Gungasnake wrote:In real life, all but the tiniest bit of the wealth which the the advanced Western nations have ever produced has come from native materials, labor, and ingenuity and has been shared with the world in such manner as to benefit the entire world.
Cyracuz wrote:That is simply untrue. The distribution of wealth is not equal. A hungry child in some parts of Africa doesn't get the same attention a hungry child in Norway gets.
Gungasnake wrote:That's true, but there's no rational way to view that as our fault.
Cyr, the charity is given by charity organisations " I don’t necessarily agree with the manner of giving, but they aren’t the ones that are keeping poor countries poor " that would be a combination of multinational corporations, western governments, banks including the IMF and World Banks, corruption in their own countries, and poor education.
In relation to the quotes - the Western world does in fact exert undue influence on their state of poverty. The third world owes the west over $3.2 trillion dollars. If you consider in many countries the average worker earns only a few dollars a day (compared to our average of say $200 dollars per day), you can begin to see the actual size of the debt...and we’re still lending more to them.
Then there are their resources which are mined by western countries, and very little of it actually ever makes it back to the country that owns the resources. I’ve seen one estimate that, in the end, only 3-4% makes it back. If I remember right, that went along the lines of : 75% to the company, of the remaining 25% 2/3’rds goes to servicing debt, of the remaingi 1/3 of 25% (so about 8%) ½ goes to providing the infrustructure necessary for the oil well.
Then there is the way that multi-nationals make nations bid for their companies to locate there, and the bidding is usually by way of tax concessions (you’ll see when they want to build very large refineries and the like " they do this in western nations too now)...but these poor nations still have to provide infrastructure so they still have to tax their own companies " which means their own companies have to compete against more efficient methods paying less tax, so the local companies fall over.
Then the IMF/World Bank, when nations default, demand ‘restructuring’, which to the world bank/IMF means ‘opening your markets up’, but it’s a fact that none of the current developed nations managed to develop without protection to vital components of their economies.
Then there are the roles that 'tax havens' play in world trade, and the amount of tax multi-nationals pay.
That’s a very summarised version of how it all works. If you want to understand it better, you’re going to have to start reading about foreign policy and economics.

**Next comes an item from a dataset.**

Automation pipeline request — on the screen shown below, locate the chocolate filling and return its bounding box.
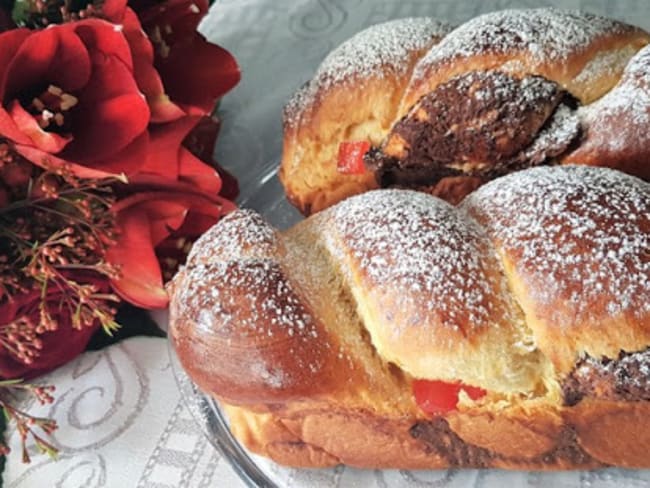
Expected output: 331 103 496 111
365 71 580 187
409 417 597 468
562 348 650 406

Books I liked were, pulitzer prize winner “A Legacy of Ashes : the history of the CIA” (written from CIA records and interviews with former operatives), ‘A game as old as empire’ (written by multiple authors, each accounting their own actions), ‘Confessions of an Economic Hitman’ (which by the way, sounds like a conspiracy theory, except there’s documentary evidence that the author is who is says he is, and can verify much of what he wrote about), A Clash of Fundamentalism by Tariq Ali (should have a ME viewpoint " he comes across at intelligent but with a great hatred for the US, but some points he makes are quite valid), Inside Al-Qeida (the founding of Al-Qeida), All the Shahs Men (written by a NYT journalist), and The State of Africa.
They make interesting reading purely because once you've read enough books, you realise that people from all over the world, western and eastern, are saying the same things...and once it's been properly explained to you how it works., and it actually forms a easy to see, logical pattern.